According to Lyon (2007), "Whereas Foucault had theorized surveillance in the context of confined fixed spaces like the Panopticon, Deleuze proposed that such old sites of confinement were no longer the only or the primary sites of surveillance. The erstwhile 'analogical' sites are now paralleled by new digital means...The new surveillance is individualized and competitive, appropriate to the new businesses that emerged from later twentieth-century restructuring, where constant monitoring checks worker activities and individual inducements provide incentives for compliance" (p. 60).
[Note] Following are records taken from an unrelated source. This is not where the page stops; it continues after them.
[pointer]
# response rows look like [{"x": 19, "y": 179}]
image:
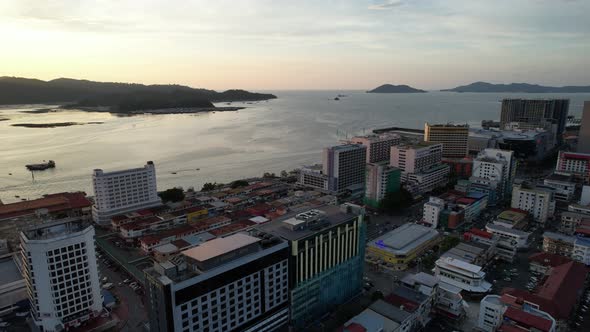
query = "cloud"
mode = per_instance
[{"x": 386, "y": 5}]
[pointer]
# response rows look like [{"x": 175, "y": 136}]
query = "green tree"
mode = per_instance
[
  {"x": 172, "y": 195},
  {"x": 239, "y": 183}
]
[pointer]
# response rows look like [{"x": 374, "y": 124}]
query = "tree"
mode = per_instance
[
  {"x": 172, "y": 195},
  {"x": 208, "y": 186},
  {"x": 238, "y": 184}
]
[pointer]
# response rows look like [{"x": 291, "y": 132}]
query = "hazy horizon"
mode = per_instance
[{"x": 304, "y": 45}]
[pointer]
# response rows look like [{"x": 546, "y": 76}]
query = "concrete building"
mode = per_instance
[
  {"x": 421, "y": 166},
  {"x": 380, "y": 180},
  {"x": 538, "y": 200},
  {"x": 496, "y": 315},
  {"x": 397, "y": 248},
  {"x": 16, "y": 217},
  {"x": 453, "y": 138},
  {"x": 378, "y": 145},
  {"x": 535, "y": 113},
  {"x": 576, "y": 164},
  {"x": 326, "y": 257},
  {"x": 584, "y": 134},
  {"x": 344, "y": 166},
  {"x": 236, "y": 283},
  {"x": 463, "y": 275},
  {"x": 123, "y": 191},
  {"x": 563, "y": 186},
  {"x": 493, "y": 173},
  {"x": 61, "y": 274}
]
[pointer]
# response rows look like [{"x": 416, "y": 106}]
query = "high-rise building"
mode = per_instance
[
  {"x": 538, "y": 200},
  {"x": 327, "y": 249},
  {"x": 235, "y": 283},
  {"x": 345, "y": 167},
  {"x": 61, "y": 274},
  {"x": 381, "y": 179},
  {"x": 378, "y": 145},
  {"x": 453, "y": 138},
  {"x": 493, "y": 173},
  {"x": 123, "y": 191},
  {"x": 421, "y": 166},
  {"x": 550, "y": 114},
  {"x": 584, "y": 134},
  {"x": 576, "y": 164}
]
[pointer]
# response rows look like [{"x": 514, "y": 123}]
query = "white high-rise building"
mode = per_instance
[
  {"x": 123, "y": 191},
  {"x": 61, "y": 274},
  {"x": 378, "y": 146},
  {"x": 538, "y": 200},
  {"x": 493, "y": 173}
]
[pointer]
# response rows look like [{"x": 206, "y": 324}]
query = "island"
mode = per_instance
[
  {"x": 119, "y": 97},
  {"x": 517, "y": 88},
  {"x": 390, "y": 88}
]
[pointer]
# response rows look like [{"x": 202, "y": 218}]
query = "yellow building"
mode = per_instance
[{"x": 396, "y": 249}]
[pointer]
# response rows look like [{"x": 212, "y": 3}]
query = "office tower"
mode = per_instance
[
  {"x": 380, "y": 180},
  {"x": 345, "y": 167},
  {"x": 453, "y": 138},
  {"x": 550, "y": 114},
  {"x": 378, "y": 145},
  {"x": 576, "y": 164},
  {"x": 493, "y": 173},
  {"x": 61, "y": 274},
  {"x": 584, "y": 134},
  {"x": 327, "y": 249},
  {"x": 538, "y": 200},
  {"x": 123, "y": 191},
  {"x": 420, "y": 166},
  {"x": 235, "y": 283}
]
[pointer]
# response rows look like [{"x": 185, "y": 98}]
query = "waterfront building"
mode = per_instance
[
  {"x": 453, "y": 138},
  {"x": 236, "y": 283},
  {"x": 576, "y": 164},
  {"x": 123, "y": 191},
  {"x": 421, "y": 166},
  {"x": 550, "y": 114},
  {"x": 344, "y": 166},
  {"x": 326, "y": 258},
  {"x": 584, "y": 133},
  {"x": 380, "y": 180},
  {"x": 493, "y": 173},
  {"x": 538, "y": 200},
  {"x": 397, "y": 248},
  {"x": 378, "y": 145},
  {"x": 61, "y": 274},
  {"x": 466, "y": 276}
]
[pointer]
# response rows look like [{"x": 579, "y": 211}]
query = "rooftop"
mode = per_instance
[
  {"x": 404, "y": 239},
  {"x": 220, "y": 246}
]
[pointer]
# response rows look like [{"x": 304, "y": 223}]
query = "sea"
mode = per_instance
[{"x": 191, "y": 149}]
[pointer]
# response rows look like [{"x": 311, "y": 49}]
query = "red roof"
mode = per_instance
[
  {"x": 527, "y": 320},
  {"x": 53, "y": 203}
]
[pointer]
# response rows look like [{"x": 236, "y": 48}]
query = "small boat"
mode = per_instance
[{"x": 41, "y": 167}]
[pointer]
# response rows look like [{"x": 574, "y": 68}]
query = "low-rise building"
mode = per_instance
[
  {"x": 468, "y": 277},
  {"x": 397, "y": 248}
]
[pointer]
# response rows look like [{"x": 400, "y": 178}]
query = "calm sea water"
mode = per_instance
[{"x": 266, "y": 136}]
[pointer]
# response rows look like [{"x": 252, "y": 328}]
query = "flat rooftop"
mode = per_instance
[
  {"x": 404, "y": 239},
  {"x": 332, "y": 216},
  {"x": 220, "y": 246}
]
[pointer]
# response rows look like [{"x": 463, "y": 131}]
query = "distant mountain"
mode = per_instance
[
  {"x": 390, "y": 88},
  {"x": 16, "y": 90},
  {"x": 517, "y": 87}
]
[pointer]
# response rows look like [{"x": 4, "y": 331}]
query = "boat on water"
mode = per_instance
[{"x": 41, "y": 166}]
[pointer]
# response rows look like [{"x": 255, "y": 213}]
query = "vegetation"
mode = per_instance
[
  {"x": 238, "y": 184},
  {"x": 396, "y": 201},
  {"x": 172, "y": 195}
]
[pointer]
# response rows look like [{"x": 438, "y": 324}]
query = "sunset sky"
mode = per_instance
[{"x": 347, "y": 44}]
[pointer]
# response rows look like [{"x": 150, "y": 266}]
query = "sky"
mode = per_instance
[{"x": 298, "y": 44}]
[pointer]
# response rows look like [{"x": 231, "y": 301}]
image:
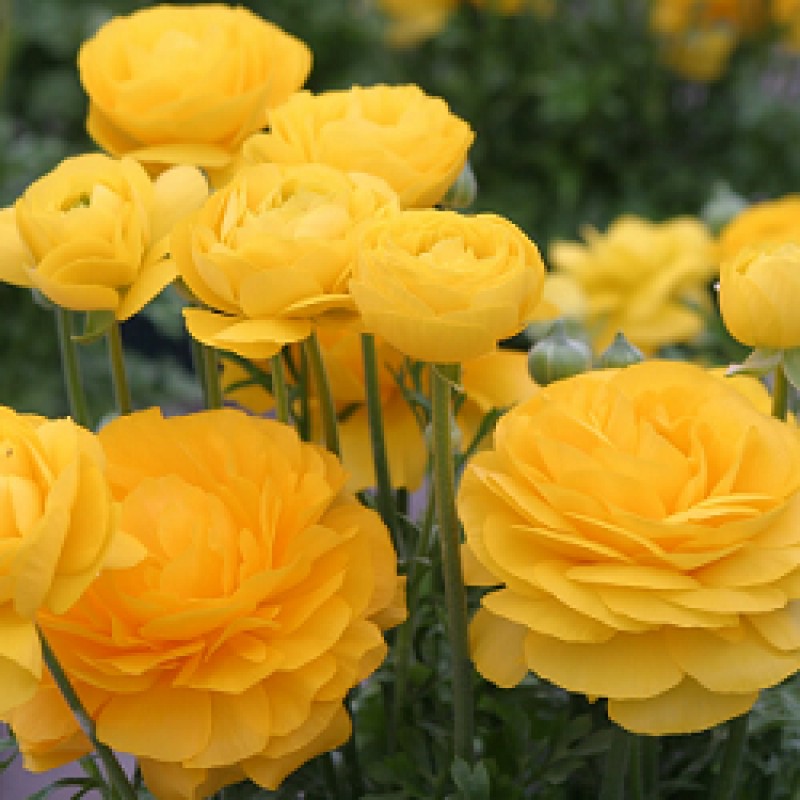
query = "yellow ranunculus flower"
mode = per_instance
[
  {"x": 228, "y": 651},
  {"x": 187, "y": 85},
  {"x": 93, "y": 234},
  {"x": 272, "y": 252},
  {"x": 637, "y": 278},
  {"x": 769, "y": 222},
  {"x": 57, "y": 526},
  {"x": 410, "y": 139},
  {"x": 758, "y": 293},
  {"x": 644, "y": 526},
  {"x": 446, "y": 287}
]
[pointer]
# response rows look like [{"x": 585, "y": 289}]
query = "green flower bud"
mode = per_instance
[
  {"x": 620, "y": 353},
  {"x": 558, "y": 356}
]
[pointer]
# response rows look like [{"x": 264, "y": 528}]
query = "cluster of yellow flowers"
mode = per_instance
[{"x": 210, "y": 584}]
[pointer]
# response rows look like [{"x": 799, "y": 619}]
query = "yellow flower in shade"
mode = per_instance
[
  {"x": 446, "y": 287},
  {"x": 93, "y": 234},
  {"x": 272, "y": 252},
  {"x": 228, "y": 651},
  {"x": 644, "y": 527},
  {"x": 410, "y": 139},
  {"x": 186, "y": 85},
  {"x": 640, "y": 278},
  {"x": 57, "y": 528},
  {"x": 758, "y": 293},
  {"x": 770, "y": 222}
]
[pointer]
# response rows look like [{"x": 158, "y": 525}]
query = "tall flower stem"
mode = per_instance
[
  {"x": 330, "y": 428},
  {"x": 279, "y": 390},
  {"x": 119, "y": 376},
  {"x": 443, "y": 376},
  {"x": 725, "y": 787},
  {"x": 78, "y": 408},
  {"x": 114, "y": 772},
  {"x": 386, "y": 501}
]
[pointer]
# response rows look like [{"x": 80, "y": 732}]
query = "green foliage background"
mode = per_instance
[{"x": 577, "y": 122}]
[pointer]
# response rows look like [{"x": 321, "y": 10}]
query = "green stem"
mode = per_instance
[
  {"x": 78, "y": 408},
  {"x": 612, "y": 786},
  {"x": 386, "y": 500},
  {"x": 114, "y": 772},
  {"x": 780, "y": 394},
  {"x": 119, "y": 377},
  {"x": 725, "y": 787},
  {"x": 442, "y": 376},
  {"x": 319, "y": 377},
  {"x": 279, "y": 391}
]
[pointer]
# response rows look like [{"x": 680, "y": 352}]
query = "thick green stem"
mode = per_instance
[
  {"x": 780, "y": 394},
  {"x": 119, "y": 375},
  {"x": 330, "y": 428},
  {"x": 386, "y": 501},
  {"x": 442, "y": 376},
  {"x": 279, "y": 391},
  {"x": 114, "y": 772},
  {"x": 78, "y": 408},
  {"x": 725, "y": 787},
  {"x": 612, "y": 786}
]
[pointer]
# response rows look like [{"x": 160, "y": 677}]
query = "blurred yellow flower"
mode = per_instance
[
  {"x": 446, "y": 287},
  {"x": 57, "y": 529},
  {"x": 271, "y": 253},
  {"x": 645, "y": 527},
  {"x": 410, "y": 139},
  {"x": 187, "y": 85},
  {"x": 638, "y": 278},
  {"x": 228, "y": 651},
  {"x": 93, "y": 234},
  {"x": 769, "y": 222},
  {"x": 758, "y": 294}
]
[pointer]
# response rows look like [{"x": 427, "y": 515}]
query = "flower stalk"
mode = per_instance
[{"x": 442, "y": 378}]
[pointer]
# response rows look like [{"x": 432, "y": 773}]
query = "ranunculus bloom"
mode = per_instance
[
  {"x": 758, "y": 294},
  {"x": 410, "y": 139},
  {"x": 187, "y": 85},
  {"x": 445, "y": 287},
  {"x": 228, "y": 651},
  {"x": 272, "y": 252},
  {"x": 57, "y": 525},
  {"x": 644, "y": 527},
  {"x": 93, "y": 234},
  {"x": 638, "y": 278},
  {"x": 770, "y": 222}
]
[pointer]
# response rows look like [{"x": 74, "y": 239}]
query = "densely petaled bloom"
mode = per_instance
[
  {"x": 758, "y": 294},
  {"x": 445, "y": 287},
  {"x": 93, "y": 234},
  {"x": 497, "y": 380},
  {"x": 57, "y": 525},
  {"x": 644, "y": 527},
  {"x": 410, "y": 139},
  {"x": 227, "y": 652},
  {"x": 769, "y": 222},
  {"x": 272, "y": 252},
  {"x": 187, "y": 85},
  {"x": 639, "y": 278}
]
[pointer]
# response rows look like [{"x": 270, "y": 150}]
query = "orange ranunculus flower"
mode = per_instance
[
  {"x": 410, "y": 139},
  {"x": 272, "y": 252},
  {"x": 446, "y": 287},
  {"x": 758, "y": 293},
  {"x": 227, "y": 652},
  {"x": 769, "y": 222},
  {"x": 57, "y": 530},
  {"x": 644, "y": 525},
  {"x": 93, "y": 234},
  {"x": 187, "y": 85},
  {"x": 637, "y": 278}
]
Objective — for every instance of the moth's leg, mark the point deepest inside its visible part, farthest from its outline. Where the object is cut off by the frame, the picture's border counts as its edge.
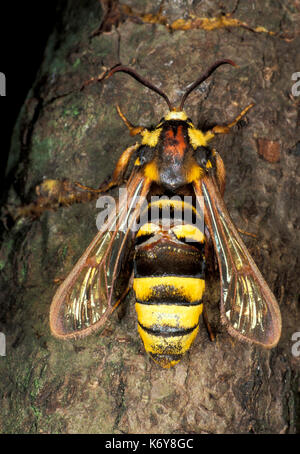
(54, 193)
(208, 326)
(226, 129)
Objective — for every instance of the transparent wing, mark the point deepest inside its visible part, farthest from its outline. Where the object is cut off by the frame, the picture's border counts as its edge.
(249, 309)
(99, 280)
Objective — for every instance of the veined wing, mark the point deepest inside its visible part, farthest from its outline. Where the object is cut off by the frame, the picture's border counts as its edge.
(99, 280)
(249, 309)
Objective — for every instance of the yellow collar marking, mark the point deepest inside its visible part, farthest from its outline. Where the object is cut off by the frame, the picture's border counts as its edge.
(199, 138)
According to Staples (2000), forms of social control vary from the "soft" and seemingly benign security cameras and behind the scenes control of floor designs for employee surveillance, computerized inventory through cash registers,offsite credit assessors, loyalty cards for customer preferences, employee log in/log out schedules, etc. at businesses. There are also the "hard" obtrusive, more confrontational practices that may assume guilt like sensor gates at the exits of businesses, random drug tests, lie detectors, pre-employment integrity tests, sobriety tests, house arrest, curfews and metal detectors (p. 2-3). These are designed to watch our bodies and subsequently control our actions in the name of safety or sound business practices. Overall though, "the intent of social control is to mold, shape, and modify actions and behaviors" (p. 3). Staples calls these microtechniques of social monitoring "meticulous rituals of power" that are often enhanced by technology. Historically, these controls have emerged due to a less close community- shopkeepers no longer know their customers and rely on other types of control (p.5).
According to Jewkes (2004), actuarial discourse means a type of discourse of social control that has moved from reactive to proactive (p. 179). I.e., CCTV is designed to stop problems before they start.
According to Lyon (2007), contingent categorization becomes a way to control people in a digital city , and this is part of the shift to Deleuze's society of control. Richard Jones calls this the 'digital rule' (p. 107).
References:
Deleuze, G. (1995). Negotiations 1972-1990 (M. Joughin, Trans.). New York, NY: Columbia University Press.
Lyon, D. (2003). "Introduction" In D. Lyon, ed Surveillance as social sorting: Privacy, risk, and digital discrimination. New York: Routledge.
Lyon, D. (2007). Surveillance studies: An overview.
Nadesan, M.H. (2008). Governmentality, biopower, and everyday life. Florence, KY: Routledge.
Jewkes, Y. (2004). Media & crime: Key approaches to criminology. Thousand Oaks: Sage Publications.
Staples, W. G. (2000). Everyday surveillance: Vigilance and visibility in postmodern life. 2nd ed. Lanham: Rowman & Littlefield.